Google has announced that it has begun to notify administrators about how some passwords were inappropriately stored on its servers. The company its policy is to store user passwords with cryptographic hashes that mask passwords to ensure their security.
However, Google recently notified a subset of its enterprise G Suite customers that some of the passwords had been stored in encrypted internal systems without hashes.
Google notes that the issue affects business users only and that no free consumer accounts were affected. Additionally, they are working with enterprise administrators of organizations that were affected to ensure that users reset their passwords.
The search giant has conducted a “thorough investigation” and found no evidence that the unhashed passwords were ever misused.
Google talks a bit about how it normally stores passwords saying that instead of remembering the exact characters of the password; it scrambles the password using a hash function to make it different than what the real password is.
The hashed password is stored with the username in its systems. Google says that it’s simple to hash passwords but nearly impossible to unhash them and steal the password.
The tech giant previously provided domain administrators with a tool to set and recover passwords after the feature was commonly requested.
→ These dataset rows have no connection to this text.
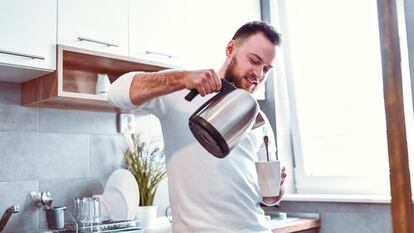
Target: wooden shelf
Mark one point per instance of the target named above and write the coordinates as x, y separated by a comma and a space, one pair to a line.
72, 85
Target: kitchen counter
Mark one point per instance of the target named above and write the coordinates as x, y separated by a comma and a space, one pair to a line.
292, 223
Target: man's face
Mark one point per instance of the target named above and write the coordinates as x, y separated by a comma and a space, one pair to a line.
250, 61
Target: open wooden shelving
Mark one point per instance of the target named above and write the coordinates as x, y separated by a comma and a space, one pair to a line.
72, 85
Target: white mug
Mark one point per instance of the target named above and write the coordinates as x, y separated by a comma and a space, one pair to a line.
268, 177
102, 84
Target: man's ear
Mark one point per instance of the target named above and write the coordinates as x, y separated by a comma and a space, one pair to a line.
230, 47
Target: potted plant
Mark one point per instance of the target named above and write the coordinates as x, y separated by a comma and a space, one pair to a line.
146, 162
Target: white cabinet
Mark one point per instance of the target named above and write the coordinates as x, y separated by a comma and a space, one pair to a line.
211, 24
28, 38
157, 30
99, 25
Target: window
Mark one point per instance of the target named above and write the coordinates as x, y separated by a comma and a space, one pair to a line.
332, 59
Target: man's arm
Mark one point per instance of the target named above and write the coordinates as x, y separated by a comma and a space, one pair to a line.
146, 86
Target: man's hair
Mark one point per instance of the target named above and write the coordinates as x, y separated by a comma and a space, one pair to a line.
254, 27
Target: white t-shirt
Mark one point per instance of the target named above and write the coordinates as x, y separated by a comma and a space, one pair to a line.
207, 194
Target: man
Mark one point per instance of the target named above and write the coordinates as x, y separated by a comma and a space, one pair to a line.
208, 194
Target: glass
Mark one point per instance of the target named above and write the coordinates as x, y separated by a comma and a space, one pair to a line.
87, 213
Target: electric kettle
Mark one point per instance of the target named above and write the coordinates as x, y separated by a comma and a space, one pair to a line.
224, 120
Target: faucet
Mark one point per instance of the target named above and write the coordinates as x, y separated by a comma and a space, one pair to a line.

It notes that the functionality to recover passwords no longer exists.
Google made an error when the functionality was implemented in 2005, and the admin console was storing an unhashed password. While the practice didn’t live up to Google standards, the passwords remained in the secure encrypted infrastructure. The issue has now been fixed.
Admittedly, in January of 2019, it inadvertently stored a subset of unhashed passwords in its secure encrypted infrastructure for a maximum of 14 days. That issue has also been fixed, and Google notes that security audits will continue to ensure that the problem was an isolated incident.
Google has notified G Suite Admins to change impacted passwords, but it has also reset accounts that have not done so themselves. Google also apologized to users and promised to do better.